The current healthcare system is burdened by needless administrative costs that consume over 30% of our healthcare dollars. This is no small change and amounts to billions of dollars of wasted money and resources. Advocates of a single payer healthcare system claim that consolidating the fragmentation of third party requirements into a single payer system is the only way to recapture this wasted money. These people remind me of corporate managers who believe that the only way to improve their prospects is through mergers and acquisitions. Unfortunately, evidence and history have shown us that most mergers and acquisitions fail and, as James Surowiecki in a recent New Yorker article puts it, “corporate marriages only rarely end in bliss.”

Most corporate takeovers are motivated by maximization of efficiency and management utility reasons, rather than by the maximization of shareholders wealth (Mallikarjunappa). I’m afraid that even if we achieved better efficiency in a single payer system (highly unlikely), we won’t be able to maximize our shareholders wealth, i.e. the health of our patients. The health of the public can best be served by new innovations and value creation driven by competition among providers. We need to shift the balance of power from insurers to providers, whose objectives are best aligned with patients’ needs. Single payer systems, just like corporate mergers, are anti-competition. They are more concerned with size and control than value and quality. As Surowiecki observes “while acquisitions, almost by definition, boost a company’s growth rate, they too often make it bigger without making it better.” In reconfiguring our fragmented healthcare system we have to try our best to make it better, not bigger.

More info: The New Yorker

2 Responses to “The Myth of Consolidation: Bigger is Not Always Better”

  1. Errors and omissionsin Dr. Khozin’s post demand comment.

    First, the waste of 30% of our healthcare premium dollars is indeed “billions of dollars” —not per year, as implied, but per week. In fact , it is over $1 billion per DAY, or, for each of the 100 million persons now covered by private health insurance, more than $10 per day, well over $3,000 per year. Calling it “no small change” very much understates its magnitude. In ten years, $3 trillion down the drain: “no small change” indeed.

    Second, it is not “highly unlikely” that almost all of this waste would be saved by moving to a single payer system. Invoking the James Surowiecki New Yorker piece to support this notion is just plain mistaken, since Surowiecki points out that mergers whose objective is cost saving are most likely to succeed , whereas those done in pusuit of increased market share via an ephemeral “synergy” often fail.
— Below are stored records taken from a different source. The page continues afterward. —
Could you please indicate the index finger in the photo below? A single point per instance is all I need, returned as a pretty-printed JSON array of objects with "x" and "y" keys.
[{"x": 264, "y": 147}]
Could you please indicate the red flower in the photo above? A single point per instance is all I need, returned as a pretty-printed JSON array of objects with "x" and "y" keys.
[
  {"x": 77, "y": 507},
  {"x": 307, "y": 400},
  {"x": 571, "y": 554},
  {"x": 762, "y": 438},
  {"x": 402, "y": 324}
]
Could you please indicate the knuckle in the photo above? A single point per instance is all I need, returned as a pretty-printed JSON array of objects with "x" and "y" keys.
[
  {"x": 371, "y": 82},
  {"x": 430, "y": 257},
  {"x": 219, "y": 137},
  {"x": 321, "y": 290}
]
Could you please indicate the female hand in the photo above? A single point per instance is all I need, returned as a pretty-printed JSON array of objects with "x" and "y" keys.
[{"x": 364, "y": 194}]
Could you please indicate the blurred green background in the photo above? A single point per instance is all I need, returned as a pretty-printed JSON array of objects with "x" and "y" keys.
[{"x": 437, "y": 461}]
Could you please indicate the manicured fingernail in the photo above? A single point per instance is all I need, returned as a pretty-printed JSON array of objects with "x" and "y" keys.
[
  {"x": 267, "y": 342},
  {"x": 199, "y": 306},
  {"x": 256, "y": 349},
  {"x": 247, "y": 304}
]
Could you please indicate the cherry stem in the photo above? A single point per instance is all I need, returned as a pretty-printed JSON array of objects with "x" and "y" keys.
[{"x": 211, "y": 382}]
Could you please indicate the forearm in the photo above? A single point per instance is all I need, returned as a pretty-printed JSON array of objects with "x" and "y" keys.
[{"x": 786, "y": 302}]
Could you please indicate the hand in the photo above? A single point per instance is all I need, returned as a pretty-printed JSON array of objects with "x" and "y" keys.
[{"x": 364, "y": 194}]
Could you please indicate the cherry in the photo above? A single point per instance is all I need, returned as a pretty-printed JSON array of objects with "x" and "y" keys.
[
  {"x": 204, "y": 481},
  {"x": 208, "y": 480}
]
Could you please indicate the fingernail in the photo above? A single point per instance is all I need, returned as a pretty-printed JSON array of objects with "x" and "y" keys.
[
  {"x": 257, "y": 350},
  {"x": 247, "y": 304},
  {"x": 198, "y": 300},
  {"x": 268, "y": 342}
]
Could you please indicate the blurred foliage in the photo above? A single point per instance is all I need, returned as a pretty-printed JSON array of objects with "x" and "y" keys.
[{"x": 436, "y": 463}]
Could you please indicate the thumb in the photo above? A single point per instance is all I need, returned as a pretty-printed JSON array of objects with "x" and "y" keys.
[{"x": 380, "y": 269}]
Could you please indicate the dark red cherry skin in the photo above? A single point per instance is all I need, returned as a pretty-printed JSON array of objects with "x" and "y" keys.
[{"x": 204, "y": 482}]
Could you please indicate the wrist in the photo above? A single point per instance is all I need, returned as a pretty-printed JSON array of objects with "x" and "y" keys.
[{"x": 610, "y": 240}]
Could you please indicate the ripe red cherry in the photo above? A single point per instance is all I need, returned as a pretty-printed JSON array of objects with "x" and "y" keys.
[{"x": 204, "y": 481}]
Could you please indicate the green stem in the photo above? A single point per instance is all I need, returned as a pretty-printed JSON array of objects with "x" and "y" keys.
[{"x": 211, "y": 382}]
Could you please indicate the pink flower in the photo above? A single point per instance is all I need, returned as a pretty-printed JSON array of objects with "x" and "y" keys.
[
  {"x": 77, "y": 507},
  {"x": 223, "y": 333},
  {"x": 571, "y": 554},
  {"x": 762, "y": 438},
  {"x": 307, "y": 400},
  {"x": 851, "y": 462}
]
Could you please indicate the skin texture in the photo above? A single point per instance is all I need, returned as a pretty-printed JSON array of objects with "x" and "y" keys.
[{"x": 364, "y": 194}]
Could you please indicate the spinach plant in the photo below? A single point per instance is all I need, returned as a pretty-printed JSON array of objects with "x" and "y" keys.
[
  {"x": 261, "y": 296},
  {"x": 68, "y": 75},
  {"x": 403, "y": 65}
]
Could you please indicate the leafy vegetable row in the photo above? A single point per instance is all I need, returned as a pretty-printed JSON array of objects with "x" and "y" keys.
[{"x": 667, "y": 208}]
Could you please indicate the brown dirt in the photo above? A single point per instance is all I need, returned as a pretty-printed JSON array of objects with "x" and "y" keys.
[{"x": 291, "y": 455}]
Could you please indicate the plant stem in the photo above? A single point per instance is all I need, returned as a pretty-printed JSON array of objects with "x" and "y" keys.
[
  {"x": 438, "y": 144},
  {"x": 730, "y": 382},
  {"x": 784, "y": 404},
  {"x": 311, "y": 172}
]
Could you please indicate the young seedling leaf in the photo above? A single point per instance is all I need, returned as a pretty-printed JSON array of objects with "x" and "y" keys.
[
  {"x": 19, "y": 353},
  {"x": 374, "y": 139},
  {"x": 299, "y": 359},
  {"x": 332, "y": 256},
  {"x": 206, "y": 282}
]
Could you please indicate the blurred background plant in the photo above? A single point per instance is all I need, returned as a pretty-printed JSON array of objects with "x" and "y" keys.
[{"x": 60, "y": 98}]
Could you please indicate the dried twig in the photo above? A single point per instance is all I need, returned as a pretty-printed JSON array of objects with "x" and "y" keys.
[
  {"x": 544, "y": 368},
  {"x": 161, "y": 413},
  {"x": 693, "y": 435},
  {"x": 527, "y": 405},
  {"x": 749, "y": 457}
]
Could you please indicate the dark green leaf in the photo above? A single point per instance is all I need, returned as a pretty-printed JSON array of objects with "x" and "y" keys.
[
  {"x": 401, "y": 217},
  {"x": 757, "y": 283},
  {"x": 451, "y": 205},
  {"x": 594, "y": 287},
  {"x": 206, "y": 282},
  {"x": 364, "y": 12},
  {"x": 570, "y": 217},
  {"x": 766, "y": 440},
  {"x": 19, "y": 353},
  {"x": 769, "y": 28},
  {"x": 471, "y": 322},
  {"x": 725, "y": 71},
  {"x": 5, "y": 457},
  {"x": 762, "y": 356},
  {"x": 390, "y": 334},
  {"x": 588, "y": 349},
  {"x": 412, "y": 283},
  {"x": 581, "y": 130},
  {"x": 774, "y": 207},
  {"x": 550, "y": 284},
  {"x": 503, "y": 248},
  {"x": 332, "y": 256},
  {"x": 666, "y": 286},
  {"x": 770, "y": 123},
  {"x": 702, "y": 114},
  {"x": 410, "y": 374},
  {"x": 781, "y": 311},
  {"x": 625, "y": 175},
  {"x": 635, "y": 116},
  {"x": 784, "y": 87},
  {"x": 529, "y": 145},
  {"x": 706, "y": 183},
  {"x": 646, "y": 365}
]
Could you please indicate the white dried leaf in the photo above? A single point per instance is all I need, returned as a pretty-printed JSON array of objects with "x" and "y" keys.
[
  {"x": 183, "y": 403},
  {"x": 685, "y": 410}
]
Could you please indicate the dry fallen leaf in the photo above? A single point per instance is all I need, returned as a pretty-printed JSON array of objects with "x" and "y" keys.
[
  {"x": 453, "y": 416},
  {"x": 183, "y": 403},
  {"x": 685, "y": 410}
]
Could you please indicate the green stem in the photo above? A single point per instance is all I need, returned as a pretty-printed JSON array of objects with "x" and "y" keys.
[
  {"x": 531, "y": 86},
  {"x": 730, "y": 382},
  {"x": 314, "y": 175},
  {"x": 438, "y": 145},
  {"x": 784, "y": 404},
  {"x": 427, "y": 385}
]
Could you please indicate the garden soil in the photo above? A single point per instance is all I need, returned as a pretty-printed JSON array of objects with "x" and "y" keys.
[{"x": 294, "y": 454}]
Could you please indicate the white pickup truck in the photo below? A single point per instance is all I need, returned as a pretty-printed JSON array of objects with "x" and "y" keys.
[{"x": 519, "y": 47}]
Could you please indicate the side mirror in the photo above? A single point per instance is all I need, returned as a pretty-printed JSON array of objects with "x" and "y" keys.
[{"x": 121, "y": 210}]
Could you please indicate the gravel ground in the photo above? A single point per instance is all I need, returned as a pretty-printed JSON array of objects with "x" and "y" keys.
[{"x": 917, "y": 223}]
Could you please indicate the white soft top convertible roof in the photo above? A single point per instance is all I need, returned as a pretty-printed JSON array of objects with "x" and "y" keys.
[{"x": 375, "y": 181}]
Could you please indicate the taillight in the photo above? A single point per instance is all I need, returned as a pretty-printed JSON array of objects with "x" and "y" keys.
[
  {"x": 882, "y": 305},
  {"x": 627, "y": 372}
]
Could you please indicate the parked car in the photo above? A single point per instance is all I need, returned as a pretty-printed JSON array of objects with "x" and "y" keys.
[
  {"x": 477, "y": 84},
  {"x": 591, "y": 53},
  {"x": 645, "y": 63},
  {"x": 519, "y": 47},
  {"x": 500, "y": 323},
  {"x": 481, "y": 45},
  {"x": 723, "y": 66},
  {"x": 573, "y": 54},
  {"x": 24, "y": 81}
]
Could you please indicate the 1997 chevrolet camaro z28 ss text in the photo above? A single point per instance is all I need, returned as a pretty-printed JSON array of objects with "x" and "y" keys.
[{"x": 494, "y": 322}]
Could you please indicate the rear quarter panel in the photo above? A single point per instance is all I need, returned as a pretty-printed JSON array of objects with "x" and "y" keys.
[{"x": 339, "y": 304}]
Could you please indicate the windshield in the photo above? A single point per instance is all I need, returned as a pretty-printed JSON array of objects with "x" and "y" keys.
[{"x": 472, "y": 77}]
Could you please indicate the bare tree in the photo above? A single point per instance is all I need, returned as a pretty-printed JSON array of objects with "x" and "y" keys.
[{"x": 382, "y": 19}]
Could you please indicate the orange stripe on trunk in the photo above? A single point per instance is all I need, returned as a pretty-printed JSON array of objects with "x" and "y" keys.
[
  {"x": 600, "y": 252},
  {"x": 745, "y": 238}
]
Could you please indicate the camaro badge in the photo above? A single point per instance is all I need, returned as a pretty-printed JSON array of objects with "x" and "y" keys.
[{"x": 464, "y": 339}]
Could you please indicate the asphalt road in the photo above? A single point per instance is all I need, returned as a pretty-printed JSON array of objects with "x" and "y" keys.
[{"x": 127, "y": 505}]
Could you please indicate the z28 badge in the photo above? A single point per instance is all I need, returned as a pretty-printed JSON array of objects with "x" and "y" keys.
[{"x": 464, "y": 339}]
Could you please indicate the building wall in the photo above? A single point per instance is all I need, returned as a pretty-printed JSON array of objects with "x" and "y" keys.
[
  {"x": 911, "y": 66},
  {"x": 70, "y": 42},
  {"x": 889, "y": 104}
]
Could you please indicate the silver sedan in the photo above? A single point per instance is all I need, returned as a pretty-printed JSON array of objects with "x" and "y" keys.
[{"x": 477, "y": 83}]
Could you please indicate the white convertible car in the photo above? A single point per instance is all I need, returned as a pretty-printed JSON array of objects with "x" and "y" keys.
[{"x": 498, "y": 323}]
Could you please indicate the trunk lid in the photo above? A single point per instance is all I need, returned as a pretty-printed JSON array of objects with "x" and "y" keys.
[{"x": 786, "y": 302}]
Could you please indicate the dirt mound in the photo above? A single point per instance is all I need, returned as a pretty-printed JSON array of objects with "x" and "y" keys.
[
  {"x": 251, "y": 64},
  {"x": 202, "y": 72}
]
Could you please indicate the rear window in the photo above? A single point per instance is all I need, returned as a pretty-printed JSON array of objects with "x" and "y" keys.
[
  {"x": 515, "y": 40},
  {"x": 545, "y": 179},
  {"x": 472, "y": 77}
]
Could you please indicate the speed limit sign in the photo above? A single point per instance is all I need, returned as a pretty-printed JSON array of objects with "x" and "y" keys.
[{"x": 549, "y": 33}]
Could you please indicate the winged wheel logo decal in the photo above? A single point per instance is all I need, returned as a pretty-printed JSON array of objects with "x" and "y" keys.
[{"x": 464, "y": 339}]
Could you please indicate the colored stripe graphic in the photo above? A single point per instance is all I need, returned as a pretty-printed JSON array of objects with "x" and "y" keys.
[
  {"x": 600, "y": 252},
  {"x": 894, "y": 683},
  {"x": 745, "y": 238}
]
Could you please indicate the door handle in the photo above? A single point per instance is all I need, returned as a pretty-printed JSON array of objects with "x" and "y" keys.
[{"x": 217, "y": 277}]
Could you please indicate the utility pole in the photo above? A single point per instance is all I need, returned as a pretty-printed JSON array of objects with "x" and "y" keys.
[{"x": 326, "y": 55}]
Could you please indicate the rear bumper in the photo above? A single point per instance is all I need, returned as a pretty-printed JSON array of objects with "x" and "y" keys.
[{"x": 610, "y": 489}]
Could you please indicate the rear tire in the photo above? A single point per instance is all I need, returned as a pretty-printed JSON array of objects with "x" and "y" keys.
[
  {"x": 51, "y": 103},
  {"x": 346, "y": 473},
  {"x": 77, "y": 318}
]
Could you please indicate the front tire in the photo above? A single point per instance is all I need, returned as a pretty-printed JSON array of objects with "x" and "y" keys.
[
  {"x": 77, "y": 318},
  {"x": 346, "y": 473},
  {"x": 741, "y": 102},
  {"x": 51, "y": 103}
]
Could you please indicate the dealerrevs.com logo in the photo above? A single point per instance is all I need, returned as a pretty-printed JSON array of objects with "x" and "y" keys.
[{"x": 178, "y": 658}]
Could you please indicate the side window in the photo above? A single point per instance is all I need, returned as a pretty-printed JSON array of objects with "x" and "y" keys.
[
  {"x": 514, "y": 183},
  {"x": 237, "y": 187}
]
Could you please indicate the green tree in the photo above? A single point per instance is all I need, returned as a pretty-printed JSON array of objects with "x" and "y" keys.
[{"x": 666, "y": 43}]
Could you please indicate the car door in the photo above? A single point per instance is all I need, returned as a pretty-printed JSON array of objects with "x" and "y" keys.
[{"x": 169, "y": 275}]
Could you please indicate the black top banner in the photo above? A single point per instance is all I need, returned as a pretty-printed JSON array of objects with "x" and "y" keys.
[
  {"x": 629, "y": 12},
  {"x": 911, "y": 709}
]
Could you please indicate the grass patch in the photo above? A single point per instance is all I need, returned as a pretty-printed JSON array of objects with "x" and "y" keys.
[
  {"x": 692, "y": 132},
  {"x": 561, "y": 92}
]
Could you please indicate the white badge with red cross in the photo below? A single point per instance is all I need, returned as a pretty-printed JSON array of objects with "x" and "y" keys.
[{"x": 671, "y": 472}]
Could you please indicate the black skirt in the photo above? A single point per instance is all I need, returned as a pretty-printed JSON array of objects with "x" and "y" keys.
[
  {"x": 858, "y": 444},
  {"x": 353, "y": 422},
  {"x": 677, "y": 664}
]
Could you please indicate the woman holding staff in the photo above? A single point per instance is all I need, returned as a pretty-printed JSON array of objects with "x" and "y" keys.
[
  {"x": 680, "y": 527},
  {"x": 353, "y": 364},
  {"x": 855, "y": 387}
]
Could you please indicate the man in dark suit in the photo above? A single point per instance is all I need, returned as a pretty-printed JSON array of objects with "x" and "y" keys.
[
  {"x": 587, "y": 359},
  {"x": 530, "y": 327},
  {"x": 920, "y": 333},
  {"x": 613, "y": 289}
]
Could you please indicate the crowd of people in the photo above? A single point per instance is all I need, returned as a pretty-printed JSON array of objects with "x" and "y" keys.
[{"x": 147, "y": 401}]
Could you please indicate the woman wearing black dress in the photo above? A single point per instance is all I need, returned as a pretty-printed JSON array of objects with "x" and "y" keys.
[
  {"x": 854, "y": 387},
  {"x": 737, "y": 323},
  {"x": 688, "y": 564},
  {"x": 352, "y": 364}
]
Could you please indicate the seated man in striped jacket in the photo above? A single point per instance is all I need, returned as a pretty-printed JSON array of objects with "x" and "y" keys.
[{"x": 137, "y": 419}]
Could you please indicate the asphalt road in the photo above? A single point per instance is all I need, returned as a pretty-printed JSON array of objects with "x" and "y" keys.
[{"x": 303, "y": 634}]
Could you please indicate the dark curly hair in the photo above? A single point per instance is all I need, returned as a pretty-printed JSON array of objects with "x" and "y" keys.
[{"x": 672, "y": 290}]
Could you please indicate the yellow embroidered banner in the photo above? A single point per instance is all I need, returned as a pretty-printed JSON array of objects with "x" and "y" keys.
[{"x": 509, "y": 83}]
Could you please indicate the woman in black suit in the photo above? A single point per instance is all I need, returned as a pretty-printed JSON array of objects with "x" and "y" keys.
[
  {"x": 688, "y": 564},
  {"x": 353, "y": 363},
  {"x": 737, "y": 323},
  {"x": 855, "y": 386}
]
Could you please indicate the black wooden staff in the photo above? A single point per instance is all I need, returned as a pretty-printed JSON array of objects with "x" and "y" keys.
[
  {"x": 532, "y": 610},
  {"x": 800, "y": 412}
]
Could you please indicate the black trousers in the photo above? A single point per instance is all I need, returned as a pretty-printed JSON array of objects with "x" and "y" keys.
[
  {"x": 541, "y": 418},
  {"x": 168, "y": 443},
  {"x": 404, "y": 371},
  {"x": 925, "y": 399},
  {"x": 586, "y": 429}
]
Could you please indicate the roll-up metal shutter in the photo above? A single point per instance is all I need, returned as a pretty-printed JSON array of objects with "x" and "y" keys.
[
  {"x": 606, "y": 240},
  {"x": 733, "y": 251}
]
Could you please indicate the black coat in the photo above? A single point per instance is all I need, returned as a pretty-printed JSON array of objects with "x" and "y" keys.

The move to single payer would be undertaken first and foremost to achieve savings of those wasted administrative dollars. Major savings would indeed be achieved, as proven both by the experience of other countries with single payer systems, and by our own experience with Medicare, a single-payer system whose administration costs are a tiny fraction of those imposed by private insurance. So to say that savings in admisitrative costs are “not likely” is just plain wrong.

    Finally, in writing that “the health of the public can best be served by new innovations and value creation driven by competition among providers”, Dr. Khozin perpetuates the myth that single payer eliminates competion among healthcare providers, and therefore eliminates innovation. Both are untrue, though often unwittingly accepted even by advocates of single payer insurance, e.g., the late Sen. Paul Tsongas, whose life was extended by a bone marrow treatment he reluctantly allowed was unlikley to be developed under a single payer system like that of Canada. He was unaware that the very procedure that prolonged his life had in fact been developed in Canada, under their single payer system. So much for single payer destroying innovation.

    For more, see “A Second Opinion”, by Arnold Relman, M.D., or http://whatsnotso.blogs.com

  2. Tom,

    There are many ways to provide cheap care, but as we all know cheaper is seldom better. We can save a lot of money cutting out the middlemen, which includes the government. Cutting costs elsewhere can be dangerous and counterproductive. A single payer system leads to rationing. There are a lot of Canadians who get their elective surgeries and chemotherapies in the US and they are now having private options available to them in their own country. Even the Canadian government has acknowledged that delays in access to care in their system can lead to pain and suffering, even death.

    Having a single payer system goes entirely against everything that our country stands for. It’s oppressive and draconian. Why would anyone spend $200,000 to go to medical school and end up being a government employee? Socialized healthcare systems such as Canada heavily subsidize medical research and education. Is our government willing to do that under a single payer system? If so, where will the money come from? Higher taxes?

    Free market principles and belief in individual liberty and responsibility have made our country the envy of the world. Let’s stick with what works and we know best.